Newsletter #5

Newsletter #5

This week we had our first milestone for the project and it was the first wide-scale opportunity for us as a team to elicit feedback from the faculty as a whole. We spent the first half of the week preparing for our presentation, along with preparing our room for the faculty walkaround. On Saturday the four of us attended a CNC Routing workshop to familiarize ourselves with the tools for routing on the mill.

Our team also received some good news this week: We were selected to receive a microgrant from the The Frank-Ratchye Fund for Art @ the Frontier! We’re excited about this development because the grant will help us move forward to fabricating our installations in the second half of the semester.

Quarters, the First Milestone
Small groups of faculty spent about 20 minutes each in our project room, listened to a short overview of our project, and then spent the rest of the 20-minute period offering feedback.
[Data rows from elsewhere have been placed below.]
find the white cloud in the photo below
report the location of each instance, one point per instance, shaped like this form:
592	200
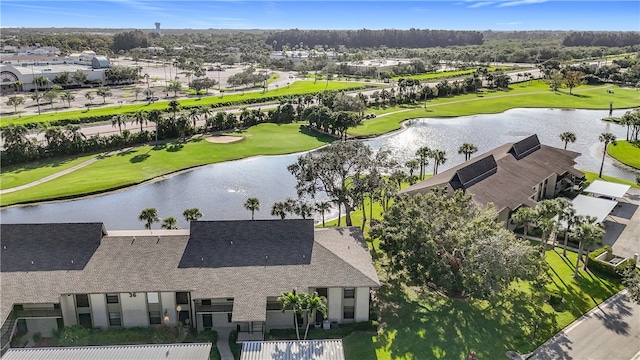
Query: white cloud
481	4
520	2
Feedback was generally positive regarding our project and the faculty seems really excited with our ideas so far.

Overwhelmingly, the faculty gravitated toward our Jars concept because they instantly understood it and connected with it. The Scales idea was tougher to communicate and the faculty expressed that they just didn’t care much about it. One issue with it is that while it absorbs information about a space, it displays that information back in a different language in a format that isn’t the most pleasing to the eye.
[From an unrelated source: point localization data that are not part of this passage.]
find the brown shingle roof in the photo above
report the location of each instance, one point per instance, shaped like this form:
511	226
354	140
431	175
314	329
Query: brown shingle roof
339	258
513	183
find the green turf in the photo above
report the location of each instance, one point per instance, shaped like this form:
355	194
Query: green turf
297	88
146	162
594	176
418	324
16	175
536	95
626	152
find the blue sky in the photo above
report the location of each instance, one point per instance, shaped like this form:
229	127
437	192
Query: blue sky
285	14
The faculty encouraged us to dig deeper in the Jars concept, to find a more apt title, and to consider how it would be used in a long term. We also received many recommendations to submit this idea to conferences such as SIGGRAPH Emerging Technologies. Needless to say, we are excited about the reception and eager to move forward!

Looking Forward
After Quarters, we sat down as a team to process through the feedback. We feel good about stepping away completely from the Scales project for now so we can focus on Jars. It’s important for us to deepen the experience and figure out how to really capture what intrigues people about the concept. We’re also fleshing out our third idea: the Lonely Column. There’s a column on the first floor of the building that is generally ignored because of the traffic that goes on around it. We want to make people become aware of it, and in effect generalize that awareness so that people become more conscious of the spaces that they walk through.

Current Challenge
Our biggest challenge right now is a technically problem. The sound modules that Jason had found are not recording and playing back audio at a decent quality. The recording sounds slightly garbled, and if we want to make the Jars concept then we will need the voices to be clearly heard inside of the jar.